先日うちに、ある方からメールが届きました。米に関する残留農薬の質問メールです。
 内容は、
 「そちらでの米への農薬使用はどうなっているのですか?玄米食をしているので気になっています」
 というものです。


 私は以前、マンガ「美味しんぼ」で、「玄米の場合は米の外側に残留農薬が溜まるので、玄米食をする際は有機栽培の米で無いと危ない」と言うのを読んだ事があります。このあたりが噂の発信源かなと思わないでもないのですが、まあ美味しんぼばかり悪役にするのもフェアではないでしょう。というわけで、要するに玄米と言っても農薬が残留することはほとんどありません
 まあ私は現代の農薬事情しか知らないので、美味しんぼにそれが掲載された当時の状況はよくわからないんですけど。

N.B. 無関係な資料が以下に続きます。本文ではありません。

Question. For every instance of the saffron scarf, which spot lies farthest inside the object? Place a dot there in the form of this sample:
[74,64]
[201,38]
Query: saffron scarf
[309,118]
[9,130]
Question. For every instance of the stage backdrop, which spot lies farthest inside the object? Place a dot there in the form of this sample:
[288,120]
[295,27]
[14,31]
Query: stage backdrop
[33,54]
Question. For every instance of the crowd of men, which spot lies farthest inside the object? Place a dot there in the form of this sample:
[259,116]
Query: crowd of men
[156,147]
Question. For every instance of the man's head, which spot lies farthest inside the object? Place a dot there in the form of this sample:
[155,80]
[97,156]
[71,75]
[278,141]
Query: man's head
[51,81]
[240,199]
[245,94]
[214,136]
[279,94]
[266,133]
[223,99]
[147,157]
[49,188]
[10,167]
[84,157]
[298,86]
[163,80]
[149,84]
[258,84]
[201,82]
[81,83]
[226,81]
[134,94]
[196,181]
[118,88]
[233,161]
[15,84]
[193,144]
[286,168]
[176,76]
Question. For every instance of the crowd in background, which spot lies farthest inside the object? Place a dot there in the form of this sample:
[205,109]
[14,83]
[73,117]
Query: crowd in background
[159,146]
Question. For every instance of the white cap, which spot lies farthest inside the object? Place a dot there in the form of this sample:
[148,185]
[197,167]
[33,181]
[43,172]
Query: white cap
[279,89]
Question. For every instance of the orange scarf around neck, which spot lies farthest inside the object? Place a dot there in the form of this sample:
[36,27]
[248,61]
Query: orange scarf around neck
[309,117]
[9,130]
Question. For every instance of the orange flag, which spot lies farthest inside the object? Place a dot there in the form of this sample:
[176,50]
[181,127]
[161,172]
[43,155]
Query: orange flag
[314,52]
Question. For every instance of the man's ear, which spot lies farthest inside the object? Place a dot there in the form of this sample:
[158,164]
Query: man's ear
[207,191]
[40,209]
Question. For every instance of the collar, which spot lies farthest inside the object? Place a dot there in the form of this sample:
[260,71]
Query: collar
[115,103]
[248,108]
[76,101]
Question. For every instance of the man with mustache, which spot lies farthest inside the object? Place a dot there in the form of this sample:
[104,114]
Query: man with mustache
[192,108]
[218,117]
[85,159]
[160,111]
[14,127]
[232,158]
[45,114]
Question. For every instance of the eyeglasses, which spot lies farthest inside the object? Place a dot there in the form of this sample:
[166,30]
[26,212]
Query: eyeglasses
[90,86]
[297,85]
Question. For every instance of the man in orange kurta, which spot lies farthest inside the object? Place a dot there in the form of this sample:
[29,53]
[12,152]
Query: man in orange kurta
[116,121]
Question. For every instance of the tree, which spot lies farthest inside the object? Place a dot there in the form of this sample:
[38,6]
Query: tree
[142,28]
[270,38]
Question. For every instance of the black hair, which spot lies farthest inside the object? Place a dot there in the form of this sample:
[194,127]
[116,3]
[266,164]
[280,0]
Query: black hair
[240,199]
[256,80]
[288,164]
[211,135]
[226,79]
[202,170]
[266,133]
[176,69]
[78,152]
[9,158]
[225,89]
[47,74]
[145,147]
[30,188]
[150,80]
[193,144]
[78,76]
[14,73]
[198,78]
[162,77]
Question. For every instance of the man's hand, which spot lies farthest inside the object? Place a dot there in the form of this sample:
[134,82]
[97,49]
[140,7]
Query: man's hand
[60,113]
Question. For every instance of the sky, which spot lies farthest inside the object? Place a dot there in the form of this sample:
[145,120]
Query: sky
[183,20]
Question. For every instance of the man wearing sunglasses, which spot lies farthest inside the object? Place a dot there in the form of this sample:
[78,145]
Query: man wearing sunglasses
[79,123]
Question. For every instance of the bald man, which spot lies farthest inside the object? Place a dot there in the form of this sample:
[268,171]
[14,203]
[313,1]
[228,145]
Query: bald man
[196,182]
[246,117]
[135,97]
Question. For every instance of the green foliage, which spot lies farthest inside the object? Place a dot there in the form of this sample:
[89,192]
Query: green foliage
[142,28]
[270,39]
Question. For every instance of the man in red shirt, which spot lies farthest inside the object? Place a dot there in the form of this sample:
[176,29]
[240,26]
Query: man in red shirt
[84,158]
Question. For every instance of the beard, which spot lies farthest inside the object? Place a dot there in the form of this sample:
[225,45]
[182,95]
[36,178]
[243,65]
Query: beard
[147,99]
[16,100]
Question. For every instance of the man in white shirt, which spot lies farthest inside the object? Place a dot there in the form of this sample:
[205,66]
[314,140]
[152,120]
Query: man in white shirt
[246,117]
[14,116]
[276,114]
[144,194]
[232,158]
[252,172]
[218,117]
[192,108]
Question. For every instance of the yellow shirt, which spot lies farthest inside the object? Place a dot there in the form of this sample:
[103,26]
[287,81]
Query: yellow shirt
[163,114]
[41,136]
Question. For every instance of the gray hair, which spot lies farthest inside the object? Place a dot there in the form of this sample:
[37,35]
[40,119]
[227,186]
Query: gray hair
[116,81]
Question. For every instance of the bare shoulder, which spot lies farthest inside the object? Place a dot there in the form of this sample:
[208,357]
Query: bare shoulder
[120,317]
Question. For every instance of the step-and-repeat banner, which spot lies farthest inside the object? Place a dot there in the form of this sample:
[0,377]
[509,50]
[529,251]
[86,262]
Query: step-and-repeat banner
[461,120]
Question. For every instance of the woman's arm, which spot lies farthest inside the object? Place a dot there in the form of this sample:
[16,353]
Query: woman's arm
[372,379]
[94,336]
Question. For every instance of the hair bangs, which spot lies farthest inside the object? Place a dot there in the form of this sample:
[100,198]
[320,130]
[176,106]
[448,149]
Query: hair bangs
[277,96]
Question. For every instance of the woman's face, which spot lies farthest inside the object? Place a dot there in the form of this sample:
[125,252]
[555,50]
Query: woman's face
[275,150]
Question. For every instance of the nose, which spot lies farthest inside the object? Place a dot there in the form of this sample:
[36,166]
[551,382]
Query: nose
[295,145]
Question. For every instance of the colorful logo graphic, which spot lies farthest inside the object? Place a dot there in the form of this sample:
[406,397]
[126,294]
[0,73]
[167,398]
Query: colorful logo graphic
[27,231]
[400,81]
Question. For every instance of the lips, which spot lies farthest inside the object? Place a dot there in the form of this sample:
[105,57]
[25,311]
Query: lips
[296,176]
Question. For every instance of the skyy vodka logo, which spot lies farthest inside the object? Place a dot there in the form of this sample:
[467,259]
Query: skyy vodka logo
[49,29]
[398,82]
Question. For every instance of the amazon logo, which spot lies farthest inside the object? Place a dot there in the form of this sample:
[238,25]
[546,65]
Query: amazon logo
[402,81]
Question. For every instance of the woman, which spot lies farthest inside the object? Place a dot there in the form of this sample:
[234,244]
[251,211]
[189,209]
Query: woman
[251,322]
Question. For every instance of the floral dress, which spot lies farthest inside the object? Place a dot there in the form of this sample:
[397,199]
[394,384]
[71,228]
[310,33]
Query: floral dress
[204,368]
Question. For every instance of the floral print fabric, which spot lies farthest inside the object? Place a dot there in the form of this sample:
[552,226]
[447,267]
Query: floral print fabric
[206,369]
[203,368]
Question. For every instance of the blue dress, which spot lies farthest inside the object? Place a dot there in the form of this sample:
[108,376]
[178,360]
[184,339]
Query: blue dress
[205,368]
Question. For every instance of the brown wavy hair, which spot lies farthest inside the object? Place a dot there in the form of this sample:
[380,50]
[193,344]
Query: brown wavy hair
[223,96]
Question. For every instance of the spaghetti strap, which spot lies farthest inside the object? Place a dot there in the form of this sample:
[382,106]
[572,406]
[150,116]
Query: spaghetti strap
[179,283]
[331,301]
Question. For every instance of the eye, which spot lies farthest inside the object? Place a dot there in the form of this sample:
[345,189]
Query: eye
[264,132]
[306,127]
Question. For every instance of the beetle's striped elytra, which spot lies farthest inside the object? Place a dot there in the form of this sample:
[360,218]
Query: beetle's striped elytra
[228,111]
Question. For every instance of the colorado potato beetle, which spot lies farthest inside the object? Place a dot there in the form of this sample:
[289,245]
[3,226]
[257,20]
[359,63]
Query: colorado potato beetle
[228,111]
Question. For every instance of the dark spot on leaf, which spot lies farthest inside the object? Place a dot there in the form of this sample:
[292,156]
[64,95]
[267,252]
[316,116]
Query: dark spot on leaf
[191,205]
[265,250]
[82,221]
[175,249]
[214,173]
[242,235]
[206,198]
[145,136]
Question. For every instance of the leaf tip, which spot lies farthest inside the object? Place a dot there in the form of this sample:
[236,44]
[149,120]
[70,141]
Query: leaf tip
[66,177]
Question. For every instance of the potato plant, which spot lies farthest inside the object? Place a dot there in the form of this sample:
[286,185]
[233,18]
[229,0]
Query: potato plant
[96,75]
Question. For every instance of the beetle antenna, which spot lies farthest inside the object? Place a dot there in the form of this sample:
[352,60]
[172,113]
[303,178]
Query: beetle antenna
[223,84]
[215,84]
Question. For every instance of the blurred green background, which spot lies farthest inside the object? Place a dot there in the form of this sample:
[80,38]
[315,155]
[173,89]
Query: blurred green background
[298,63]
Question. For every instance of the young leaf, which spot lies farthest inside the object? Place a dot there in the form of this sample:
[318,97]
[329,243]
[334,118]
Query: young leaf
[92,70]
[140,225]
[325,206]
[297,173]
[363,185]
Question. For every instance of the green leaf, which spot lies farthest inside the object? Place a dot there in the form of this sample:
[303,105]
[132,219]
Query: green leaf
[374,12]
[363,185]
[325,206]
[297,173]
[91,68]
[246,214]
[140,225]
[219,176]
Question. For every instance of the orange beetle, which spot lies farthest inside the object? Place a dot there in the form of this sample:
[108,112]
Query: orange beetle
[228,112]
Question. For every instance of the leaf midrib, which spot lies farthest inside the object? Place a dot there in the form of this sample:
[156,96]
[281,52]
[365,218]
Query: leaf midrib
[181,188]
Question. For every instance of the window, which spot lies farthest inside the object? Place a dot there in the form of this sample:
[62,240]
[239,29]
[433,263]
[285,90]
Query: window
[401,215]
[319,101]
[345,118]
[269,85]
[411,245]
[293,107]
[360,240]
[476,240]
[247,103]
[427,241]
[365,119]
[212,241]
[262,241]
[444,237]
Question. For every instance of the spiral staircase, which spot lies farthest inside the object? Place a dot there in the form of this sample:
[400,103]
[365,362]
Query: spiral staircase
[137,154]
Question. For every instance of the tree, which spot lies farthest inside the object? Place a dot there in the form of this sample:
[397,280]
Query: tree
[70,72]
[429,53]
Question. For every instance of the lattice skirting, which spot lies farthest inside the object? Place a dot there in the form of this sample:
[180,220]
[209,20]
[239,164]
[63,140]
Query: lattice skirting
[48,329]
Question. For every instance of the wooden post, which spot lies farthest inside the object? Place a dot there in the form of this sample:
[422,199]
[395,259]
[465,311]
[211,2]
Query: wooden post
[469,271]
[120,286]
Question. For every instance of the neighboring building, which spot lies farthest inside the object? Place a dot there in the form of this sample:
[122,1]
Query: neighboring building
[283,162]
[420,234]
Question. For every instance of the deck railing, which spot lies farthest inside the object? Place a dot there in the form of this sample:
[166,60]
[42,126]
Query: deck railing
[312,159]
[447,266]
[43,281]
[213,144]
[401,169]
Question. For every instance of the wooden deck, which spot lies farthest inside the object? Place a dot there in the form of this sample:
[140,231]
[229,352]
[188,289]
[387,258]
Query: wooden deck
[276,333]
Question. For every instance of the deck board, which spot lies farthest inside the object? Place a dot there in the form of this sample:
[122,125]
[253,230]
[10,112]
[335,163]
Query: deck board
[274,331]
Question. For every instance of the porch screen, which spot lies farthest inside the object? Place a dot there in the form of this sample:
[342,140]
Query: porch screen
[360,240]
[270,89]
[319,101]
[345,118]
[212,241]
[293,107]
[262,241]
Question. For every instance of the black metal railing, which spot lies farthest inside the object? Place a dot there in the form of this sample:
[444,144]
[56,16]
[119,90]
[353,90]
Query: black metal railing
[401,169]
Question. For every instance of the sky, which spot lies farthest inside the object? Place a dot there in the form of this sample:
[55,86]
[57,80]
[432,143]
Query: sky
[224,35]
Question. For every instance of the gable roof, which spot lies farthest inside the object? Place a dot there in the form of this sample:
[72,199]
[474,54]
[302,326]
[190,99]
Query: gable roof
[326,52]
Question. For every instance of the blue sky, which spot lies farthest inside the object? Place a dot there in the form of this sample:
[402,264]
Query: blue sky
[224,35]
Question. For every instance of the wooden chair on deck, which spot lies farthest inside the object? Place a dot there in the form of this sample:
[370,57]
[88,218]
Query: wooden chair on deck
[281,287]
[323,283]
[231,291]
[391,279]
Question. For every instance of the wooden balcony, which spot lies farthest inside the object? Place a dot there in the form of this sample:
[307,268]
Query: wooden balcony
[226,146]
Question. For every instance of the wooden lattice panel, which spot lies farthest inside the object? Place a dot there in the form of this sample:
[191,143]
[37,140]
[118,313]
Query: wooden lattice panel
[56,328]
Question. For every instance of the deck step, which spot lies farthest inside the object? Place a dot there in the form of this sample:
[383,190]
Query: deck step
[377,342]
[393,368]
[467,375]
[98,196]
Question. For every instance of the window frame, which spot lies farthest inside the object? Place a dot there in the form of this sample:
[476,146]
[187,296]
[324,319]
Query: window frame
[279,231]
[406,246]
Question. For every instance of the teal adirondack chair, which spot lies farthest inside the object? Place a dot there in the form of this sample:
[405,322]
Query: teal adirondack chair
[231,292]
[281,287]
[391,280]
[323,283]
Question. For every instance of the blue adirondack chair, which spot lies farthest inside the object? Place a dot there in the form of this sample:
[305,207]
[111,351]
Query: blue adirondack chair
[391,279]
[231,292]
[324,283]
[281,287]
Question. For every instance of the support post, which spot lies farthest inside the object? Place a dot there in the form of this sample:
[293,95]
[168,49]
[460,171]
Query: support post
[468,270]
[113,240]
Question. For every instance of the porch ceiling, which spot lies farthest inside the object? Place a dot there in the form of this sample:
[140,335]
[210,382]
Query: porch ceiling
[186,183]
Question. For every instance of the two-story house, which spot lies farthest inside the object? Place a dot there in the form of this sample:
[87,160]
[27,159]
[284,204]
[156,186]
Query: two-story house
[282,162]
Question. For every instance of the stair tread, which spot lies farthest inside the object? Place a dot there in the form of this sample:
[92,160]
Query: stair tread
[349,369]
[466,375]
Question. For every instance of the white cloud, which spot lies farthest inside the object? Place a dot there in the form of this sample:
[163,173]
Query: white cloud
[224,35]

 ところでいきなりですが、「農薬が残留することはほとんど無い」と言うのは我ながらちょっと誤解をはらむ表現でして、残留すること自体はよくあるんです。ただ、「消費者に悪影響を与えるほどの量が残留することは無い」と言うことです。毒物の作用はほぼ全てが量の関数であって、残留量が充分少なければ問題はありません。残留農薬に関してはポジティブリスト制のせいで現場はいろいろ混乱していますが、基本的には、決められた基準値以下なら残留していてもかまわないのです。
 ただ、いかに少なくても残留していれば気持ち悪い、と言われるのが農薬です。そういう話は感情的にはわからないではないのですが、しかしこれは化学的には間違った態度です。残留を完全にゼロにすることは不可能だからです。
 実は完全無農薬の有機栽培を行っても、その米から農薬が検出されることはあります。他所の田んぼから飛んできたりするわけです。それともっと重要な話ですが、植物にはそもそもの特性として発癌性物質を持っており、有機栽培の野菜の方が、農薬を使って育てたそれよりもたくさんの発癌性物質を持っていると言う検査結果もあります。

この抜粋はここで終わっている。